VMware Cloud Community
pfuhli
Enthusiast
Enthusiast

VSAN Hybrid Node Design Question

Hi there,

does anybody know why there are no ready nodes configurations with more than 12TB of raw capacity?

We've been told that there is no technical reason for that but only from  sales perspective these nodes would be too hard to sale...

So we decided to assemble our own VSAN node by using certified components from Dell and ended up with

Dell R730xd

768GB RAM

PERC730

capacity tier: 21 x SAS Disks 1,2TB

caching tier: 3 x SANDISK SX350-3200

Did anyone of you spotted a node like this in a VSAN environment?

Regards,

daniel

8 Replies
elerium
Hot Shot
Hot Shot

I'm using Dell R730xd with 2xP3700 1.6TB SSD, 14xWD Re 4TB SAS drives (2 disk groups per node). Gets ~51TB of raw storage per node.

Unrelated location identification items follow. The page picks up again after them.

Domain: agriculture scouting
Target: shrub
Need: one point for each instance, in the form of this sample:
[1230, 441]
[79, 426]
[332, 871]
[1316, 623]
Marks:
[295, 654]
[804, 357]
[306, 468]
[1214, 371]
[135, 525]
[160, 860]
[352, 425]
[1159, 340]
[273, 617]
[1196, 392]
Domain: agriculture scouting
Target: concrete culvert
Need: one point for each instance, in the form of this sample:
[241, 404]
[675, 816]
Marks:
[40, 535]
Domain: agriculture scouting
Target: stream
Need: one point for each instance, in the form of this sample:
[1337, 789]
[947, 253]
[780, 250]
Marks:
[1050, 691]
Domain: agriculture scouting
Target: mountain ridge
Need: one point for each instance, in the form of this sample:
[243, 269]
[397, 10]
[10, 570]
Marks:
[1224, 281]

If you're going with Dell be aware of the following KBs as the H730 controller is problematic.

https://kb.vmware.com/selfservice/microsites/search.do?language=en_US&cmd=displayKC&externalId=21363...

https://kb.vmware.com/selfservice/microsites/search.do?language=en_US&cmd=displayKC&externalId=21354...

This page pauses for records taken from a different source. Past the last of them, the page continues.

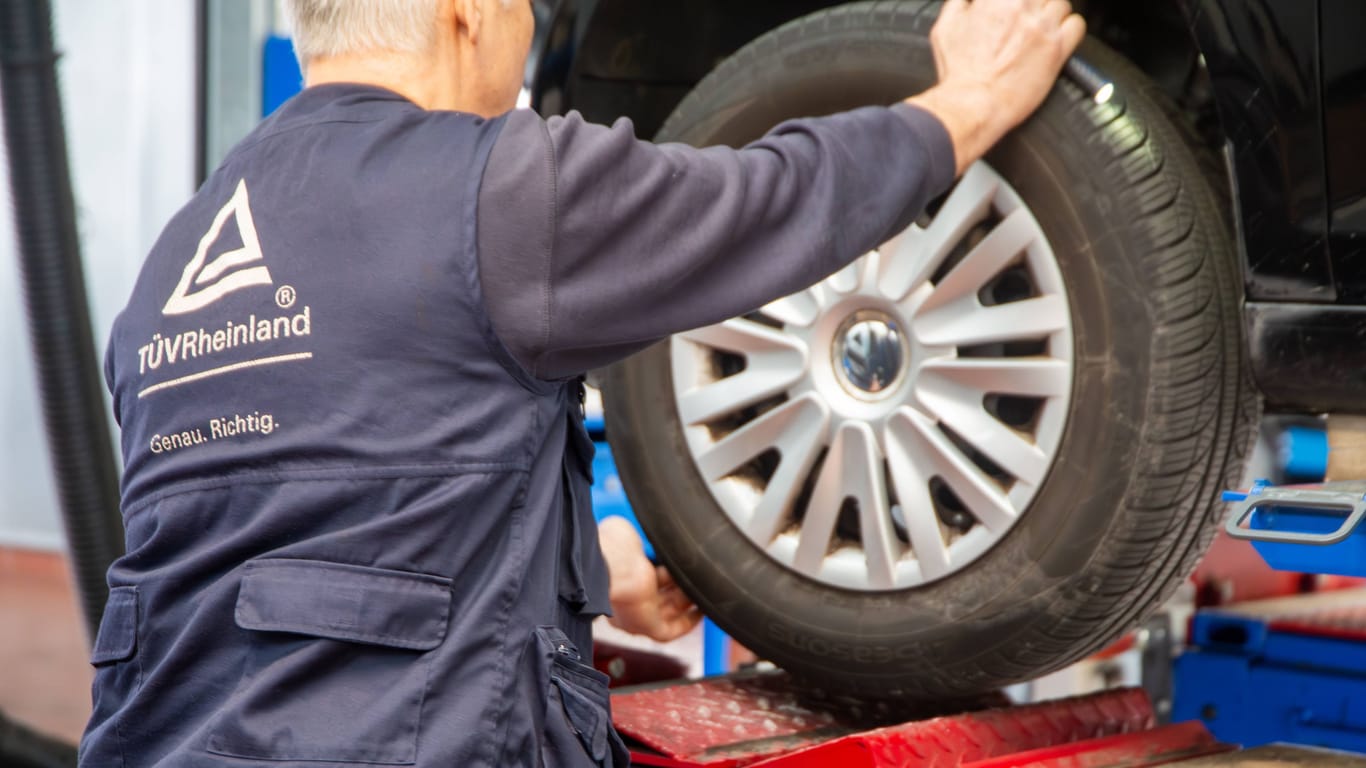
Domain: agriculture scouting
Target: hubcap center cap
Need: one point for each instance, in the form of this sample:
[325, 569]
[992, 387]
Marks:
[870, 354]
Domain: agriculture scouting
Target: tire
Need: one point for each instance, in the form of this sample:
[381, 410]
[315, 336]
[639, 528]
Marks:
[1156, 418]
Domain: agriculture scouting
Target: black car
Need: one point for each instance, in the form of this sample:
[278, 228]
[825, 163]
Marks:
[997, 442]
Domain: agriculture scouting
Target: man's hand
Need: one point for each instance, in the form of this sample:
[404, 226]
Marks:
[997, 60]
[645, 600]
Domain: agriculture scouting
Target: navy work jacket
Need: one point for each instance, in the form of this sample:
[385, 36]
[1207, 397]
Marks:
[357, 529]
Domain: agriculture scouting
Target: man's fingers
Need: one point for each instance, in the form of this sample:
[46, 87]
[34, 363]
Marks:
[951, 10]
[678, 626]
[1055, 11]
[1072, 32]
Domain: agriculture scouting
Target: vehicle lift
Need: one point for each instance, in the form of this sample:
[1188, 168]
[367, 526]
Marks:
[1291, 668]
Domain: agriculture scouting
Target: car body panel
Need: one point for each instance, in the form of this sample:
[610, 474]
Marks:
[1288, 84]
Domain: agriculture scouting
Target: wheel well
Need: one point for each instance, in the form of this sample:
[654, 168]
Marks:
[638, 59]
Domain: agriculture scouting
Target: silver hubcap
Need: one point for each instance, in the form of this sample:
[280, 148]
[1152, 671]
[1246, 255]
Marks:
[887, 427]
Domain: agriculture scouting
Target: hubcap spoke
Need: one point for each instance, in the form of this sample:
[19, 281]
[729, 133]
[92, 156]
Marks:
[929, 448]
[906, 458]
[966, 321]
[745, 338]
[985, 261]
[802, 443]
[853, 470]
[1032, 376]
[921, 252]
[768, 375]
[799, 309]
[965, 414]
[787, 424]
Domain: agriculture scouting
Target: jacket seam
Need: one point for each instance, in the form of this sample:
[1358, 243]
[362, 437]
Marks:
[328, 474]
[552, 161]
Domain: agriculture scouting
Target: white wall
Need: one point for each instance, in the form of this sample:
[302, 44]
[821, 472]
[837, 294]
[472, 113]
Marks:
[127, 75]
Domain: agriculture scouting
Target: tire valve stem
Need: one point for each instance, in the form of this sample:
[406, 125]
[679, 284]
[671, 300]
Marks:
[1089, 79]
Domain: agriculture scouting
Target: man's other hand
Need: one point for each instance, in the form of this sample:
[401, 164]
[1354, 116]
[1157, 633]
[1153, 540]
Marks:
[645, 599]
[997, 60]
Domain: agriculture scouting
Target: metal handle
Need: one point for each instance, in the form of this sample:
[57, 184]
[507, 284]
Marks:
[1354, 504]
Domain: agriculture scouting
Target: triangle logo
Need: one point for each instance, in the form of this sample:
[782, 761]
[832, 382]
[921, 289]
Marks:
[201, 283]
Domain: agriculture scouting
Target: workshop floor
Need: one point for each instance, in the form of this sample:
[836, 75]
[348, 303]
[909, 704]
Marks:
[44, 667]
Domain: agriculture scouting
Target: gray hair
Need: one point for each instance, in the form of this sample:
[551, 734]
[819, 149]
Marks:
[333, 28]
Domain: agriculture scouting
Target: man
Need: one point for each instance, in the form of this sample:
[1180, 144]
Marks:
[355, 495]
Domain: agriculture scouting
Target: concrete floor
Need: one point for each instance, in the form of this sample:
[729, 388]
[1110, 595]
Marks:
[44, 663]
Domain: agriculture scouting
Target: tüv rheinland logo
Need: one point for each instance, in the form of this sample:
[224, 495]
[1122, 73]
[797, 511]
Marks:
[201, 283]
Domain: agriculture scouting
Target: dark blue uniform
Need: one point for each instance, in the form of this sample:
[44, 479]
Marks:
[355, 489]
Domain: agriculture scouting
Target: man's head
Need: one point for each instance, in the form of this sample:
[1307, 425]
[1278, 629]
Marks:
[463, 55]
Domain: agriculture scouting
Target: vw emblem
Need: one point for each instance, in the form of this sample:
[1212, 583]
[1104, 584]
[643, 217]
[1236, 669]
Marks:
[870, 353]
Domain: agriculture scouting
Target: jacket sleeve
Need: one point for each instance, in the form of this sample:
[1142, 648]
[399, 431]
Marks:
[594, 245]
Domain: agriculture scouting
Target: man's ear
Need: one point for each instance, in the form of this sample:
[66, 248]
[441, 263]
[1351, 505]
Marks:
[469, 17]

https://kb.vmware.com/selfservice/microsites/search.do?language=en_US&cmd=displayKC&externalId=21096...

H730 also not qualified for VSAN 6.2 yet, but hopefully soon.

Jasemccarty
Immortal
Immortal

pfuhli‌,

Keep in mind that when you order Ready Nodes, you can request additional cache/capacity drives, provided the frame supports it.

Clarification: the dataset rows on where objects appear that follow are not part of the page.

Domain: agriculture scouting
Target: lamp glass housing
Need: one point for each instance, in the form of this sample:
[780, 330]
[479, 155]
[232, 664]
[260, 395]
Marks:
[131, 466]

I'd suggest revalidating the controller supports the number of drives you wish to run however, as not all controllers are supported with expanders, or above a given number of drives. In some cases you might have to add another controller. Probably better from an availability standpoint as well.

In short, if you see a Ready Node that you'd like to use, and you want to bump up the capacity, you can do that.

Jase McCarty - @jasemccarty
pfuhli
Enthusiast
Enthusiast

Thanks elerium, we're already aware of these KBs.

Have you done any performance testing on your cluster?

We see very good numbers for IOPS and latency while we're only driving a few VMs per host. If we increase the number of load generating VMs per host our cluster becomes instable.

That's why we are looking for peer customers with a similar configuration to get to know their experiences.

0 Kudos
pfuhli
Enthusiast
Enthusiast

Jasemccarty

Ah, ok - I didn't know that. The reason for asking is that we're looking for peer customers with a similar configuration like we have.

During the last weeks of troubleshooting with Dell and VMware BCS it came to my mind that the node configuration we have chosen is too phat in terms of scale up.

Unfortunately we were still not able to determine the root cause of our problems.

So the question is: are customeres out there with VSAN nodes armed the way our nodes are?

0 Kudos
elerium
Hot Shot
Hot Shot

I have done performance testing on my clusters. I have Exchange, fileservers, various applications, some SQL servers with medium workloads and hundreds of test/development VMs used by approx 200 users daily. The highest I/O servers are probably Exchange and our analytics/reporting servers. I haven't had any user complaints about performance, I've gotten positive comments on VMs taking 15 seconds to boot and that everything is snappy. On my main production cluster I'm averaging 25 VMs per host, and 80 VMs per host in development. Unless I run some stress tests I don't see high latency or any performance issues.

To stress it hard, I have run IO Analyzer (10 VMs with various workloads) in combination with the built in health proactive test "Stress Test" profile for 8 hours to really stress the clusters before. Latency ends up around 200-600ms average after about an hour (when the SSD cache is exhausted) for VMs that are participating in stressing, these VMs become very slow to operate. For all the other neighboring VMs, the latency goes up from < 10ms average to around 60-80ms, there is noticable lag but everything runs. The cluster is always functional though, very slow but I wouldn't say unstable as nothing crashes or is completely unavailable.

0 Kudos
elerium
Hot Shot
Hot Shot

If I'm reading the specs you've posted:

capacity tier: 21 x SAS Disks 1,2TB

caching tier: 3 x SANDISK SX350-3200

Your VSAN is running at ~76% SSD to capacity cache ratio? Do I have this right? My own cache ratios are much lower at around 11%

cache capacity / (capacity * FTT ratio)

3.2TB / ((1.2TB*7) * (0.5)) = ~76%

With that much cache, you're practically running almost all flash, I'd imagine performance would be generally very good. If you have a stress VM with a workload that will exceed the cache, you will see major performance drops once I/O starts reading/writing to the magnetic disks.

I'm also assuming 10gb+ network for your setup?

0 Kudos
pfuhli
Enthusiast
Enthusiast

I'm not quite sure how to do the maths with regards to the FTT ratio.

capacity tier per host: 25.2 TB (raw)

cache tier per host: 9,6TB (raw) [3 x 3.2TB]

That means ~30% cache from our perspective.

10GE NIC dedicated to VSAN.

0 Kudos
srodenburg
Expert
Expert

In hybrid, each SSD is spilt into 70% read-cache, and 30% write cache.

0 Kudos